Un article du Dossier

État des lieux de la presse libanaise

La presse libanaise est régie par la loi de 1962, modifiée en 1977 dans sa partie relative à la censure et aux infractions. Désuète, inadaptée et floue, la loi laisse la porte ouverte à toutes les interprétations et des pans entiers n’en sont pas, ou très peu, appliqués.

La presse libanaise est réglementée en grande partie par la loi du 14 septembre 1962 sur les imprimés. Cette loi, à l’image de la loi française dont elle est inspirée, régit l’imprimerie, les maisons d’édition, les librairies, les publications ordinaires (livres, brochures, etc.) et les publications de presse (journaux, magasines, revues, etc.). Elle ne concerne que la presse écrite ; la presse audiovisuelle dépend, quant à elle, de la loi 382 de 1994 ; et la presse sur Internet… ne dépend d’aucune loi. « L’objectif d’une loi sur la presse, explique Michel Kadige, avocat à la Cour et professeur en droit des médias à l’USJ, est d’encadrer le fonctionnement de la profession et d’en sanctionner les abus. »

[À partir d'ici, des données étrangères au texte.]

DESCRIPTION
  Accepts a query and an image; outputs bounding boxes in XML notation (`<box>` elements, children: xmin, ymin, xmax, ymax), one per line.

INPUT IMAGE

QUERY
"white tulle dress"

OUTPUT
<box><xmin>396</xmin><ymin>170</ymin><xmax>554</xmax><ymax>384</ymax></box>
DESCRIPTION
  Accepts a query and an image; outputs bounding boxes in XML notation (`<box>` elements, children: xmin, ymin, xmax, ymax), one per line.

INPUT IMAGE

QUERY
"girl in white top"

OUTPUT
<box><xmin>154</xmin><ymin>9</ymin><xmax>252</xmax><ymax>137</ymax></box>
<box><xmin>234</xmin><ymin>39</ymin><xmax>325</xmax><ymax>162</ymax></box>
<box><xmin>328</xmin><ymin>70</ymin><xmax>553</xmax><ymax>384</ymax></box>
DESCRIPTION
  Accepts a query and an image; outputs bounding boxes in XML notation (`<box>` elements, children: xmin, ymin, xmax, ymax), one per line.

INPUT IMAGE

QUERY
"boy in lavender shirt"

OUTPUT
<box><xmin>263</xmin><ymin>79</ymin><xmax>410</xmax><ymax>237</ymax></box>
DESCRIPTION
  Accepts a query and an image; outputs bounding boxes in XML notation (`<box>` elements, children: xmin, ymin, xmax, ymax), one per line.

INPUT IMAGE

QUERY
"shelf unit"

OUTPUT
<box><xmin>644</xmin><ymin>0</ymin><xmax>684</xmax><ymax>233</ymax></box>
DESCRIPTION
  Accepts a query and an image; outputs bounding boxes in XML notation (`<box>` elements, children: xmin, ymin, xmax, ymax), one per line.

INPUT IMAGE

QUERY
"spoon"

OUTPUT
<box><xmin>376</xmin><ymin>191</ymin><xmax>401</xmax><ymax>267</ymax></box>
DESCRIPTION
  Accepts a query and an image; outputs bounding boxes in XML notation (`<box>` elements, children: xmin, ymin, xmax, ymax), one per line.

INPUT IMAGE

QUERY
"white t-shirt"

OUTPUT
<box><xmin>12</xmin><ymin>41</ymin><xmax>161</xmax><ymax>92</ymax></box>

La loi de 1962 définit donc la publication de presse, le statut de journaliste, elle instaure les syndicats de la presse et elle réglemente les délits de presse.

La publication de presse est définie comme étant une publication périodique, nécessitant une licence, politique et apolitique. « L’une des spécificités de la loi libanaise, s’amuse Kadige, est qu’un quotidien ne peut être que politique. » Inutile donc de chercher l’équivalent de L’Équipe, le quotidien sportif français, au Liban, il n’existe pas.

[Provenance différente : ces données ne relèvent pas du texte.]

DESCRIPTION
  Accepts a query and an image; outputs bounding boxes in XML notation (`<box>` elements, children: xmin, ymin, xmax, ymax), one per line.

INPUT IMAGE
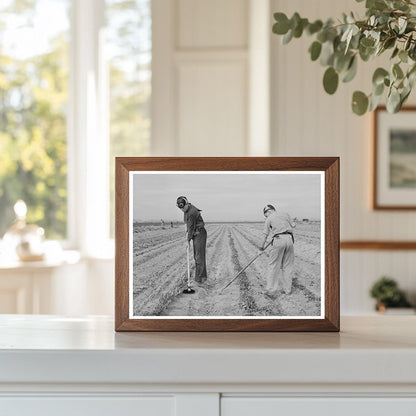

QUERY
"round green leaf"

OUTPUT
<box><xmin>386</xmin><ymin>88</ymin><xmax>401</xmax><ymax>113</ymax></box>
<box><xmin>323</xmin><ymin>66</ymin><xmax>339</xmax><ymax>94</ymax></box>
<box><xmin>392</xmin><ymin>64</ymin><xmax>404</xmax><ymax>79</ymax></box>
<box><xmin>282</xmin><ymin>30</ymin><xmax>293</xmax><ymax>45</ymax></box>
<box><xmin>309</xmin><ymin>41</ymin><xmax>322</xmax><ymax>61</ymax></box>
<box><xmin>306</xmin><ymin>20</ymin><xmax>323</xmax><ymax>35</ymax></box>
<box><xmin>352</xmin><ymin>91</ymin><xmax>368</xmax><ymax>116</ymax></box>
<box><xmin>360</xmin><ymin>38</ymin><xmax>375</xmax><ymax>48</ymax></box>
<box><xmin>342</xmin><ymin>56</ymin><xmax>358</xmax><ymax>82</ymax></box>
<box><xmin>273</xmin><ymin>13</ymin><xmax>290</xmax><ymax>35</ymax></box>
<box><xmin>373</xmin><ymin>68</ymin><xmax>389</xmax><ymax>86</ymax></box>
<box><xmin>399</xmin><ymin>49</ymin><xmax>408</xmax><ymax>62</ymax></box>
<box><xmin>368</xmin><ymin>94</ymin><xmax>382</xmax><ymax>111</ymax></box>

Licence et nationalité libanaise obligatoires

Toute publication de presse doit obtenir une licence, délivrée par le ministère de l’Information et publiée au Journal Officiel, dont les conditions varient en fonction du statut du propriétaire. Sa caractéristique principale est de maintenir la propriété des parutions dans les mains de Libanais, que ce  soient des personnes physiques ou morales. À noter que  si le prince saoudien al-Walid ben Talal est au capital de plusieurs titres libanais, dont le Nahar, c’est parce qu’il a la nationalité libanaise, via sa mère Mona el-Solh, fille de l’ancien Premier ministre libanais Riad el-Solh. 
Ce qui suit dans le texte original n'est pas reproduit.